我真的觉得这个汤很好喝:若隐若现的蚕豆味,似有似无的凉瓜香——凉瓜排骨蚕豆汤。
我一直以为苦瓜就是凉瓜呢,只是叫法不同。但是这次见超市里凉瓜是凉瓜、苦瓜是苦瓜地卖着,方混沌地明白:原来是不同的东西。
似乎,凉瓜更大些、瓜皮也光滑些,心理觉得,味道也没有那么苦。
凭心而论,我一直不太喜欢凉瓜或者苦瓜,因为那种苦味实在不如黄瓜的甜嫩招人喜欢。但是想着,这是清热败火的好东西,于是也勉强自己和小钻时不时吃点——至少比药好吃。吃了几次,便也习惯了这种苦。
苦瓜或者凉瓜便是这样,吃第一口或并不想吃第二口,但是再多吃几口、吃几顿后便喜欢了这味道:独特、鲜明、深刻,耐得回味。
可见,苦,吃得多了,其实便不觉得苦了,倒成了一种难得的体味。
这就明白,为什么一些人总是沉湎于一些明摆着是有头无尾的爱情中不能自拔。

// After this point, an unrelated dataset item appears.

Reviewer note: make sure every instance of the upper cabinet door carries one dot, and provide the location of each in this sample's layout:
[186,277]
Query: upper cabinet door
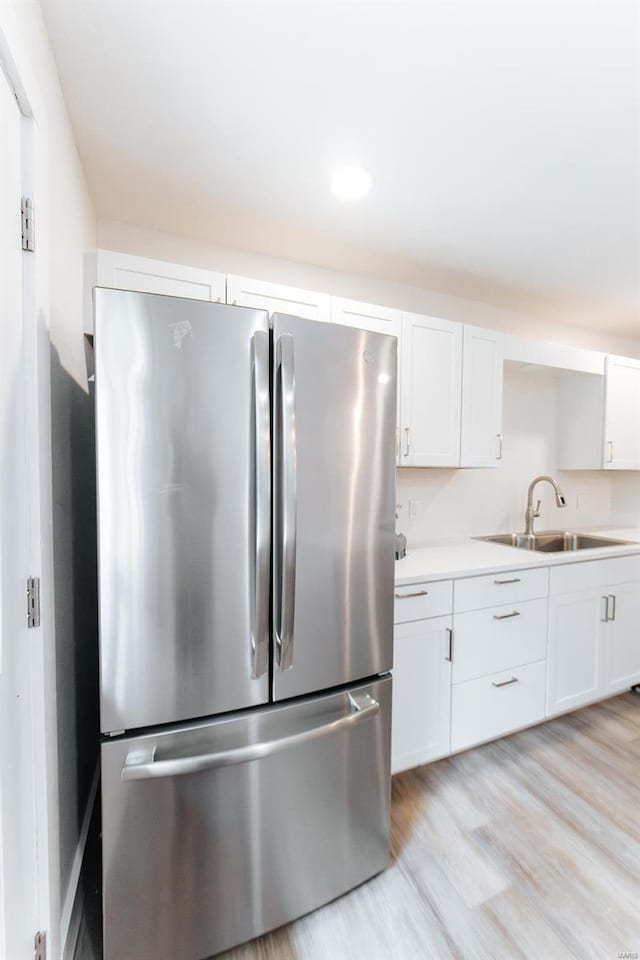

我见过,有年轻的女孩与家庭和睦的男上司情感纠缠数年之久;还有一个帅哥在旅途中与一位来自同一城市的女游客激情邂逅,由于很多原因,他们根本不可能天荒地老,所以他们每年都相约出行,而回来之后,彼此有都要为了着下一个年度还有没有相约的机会而患得患失地痛苦。
虽然,外人看着身在其中人的痛苦,都恨铁不成钢地想拉她出来,可是人家本人却一会儿明白一会儿糊涂地就是陷在里面不肯出来。
那是因为,痛苦其实也是一种享受:在不眠的漫漫长夜里的泪水与思念中,痛苦能让你感受到惊天动地的情感的存在;它能让你感受到激情万状的岁月的存在。它让你有一份正拥有着爱与青春的自知,而这会使人有一种安全感:日子是有念想的、是有意义的。
好象苦瓜,吃多了便会把那种苦当作是一种寻味,比起不苦、不酸的黄瓜、冬瓜,更让人能体味出一种别样的滋味。
·买去皮的青蚕豆,我买的是那种超市装的一长方形塑料盘的量。瘦一些的猪肋骨,大约四、五寸长的八根。一根凉瓜。
·做开水,大火煮肋骨一两分钟,捞出洗干净。
·沙锅接足水,我觉得水不要很多,太多了,一会儿豆子就煮不沙状了。
·沙锅中放入肋骨。如果肋骨好,没有肉腥味,建议什么调料都不用放,最多也就放一两片姜去腥。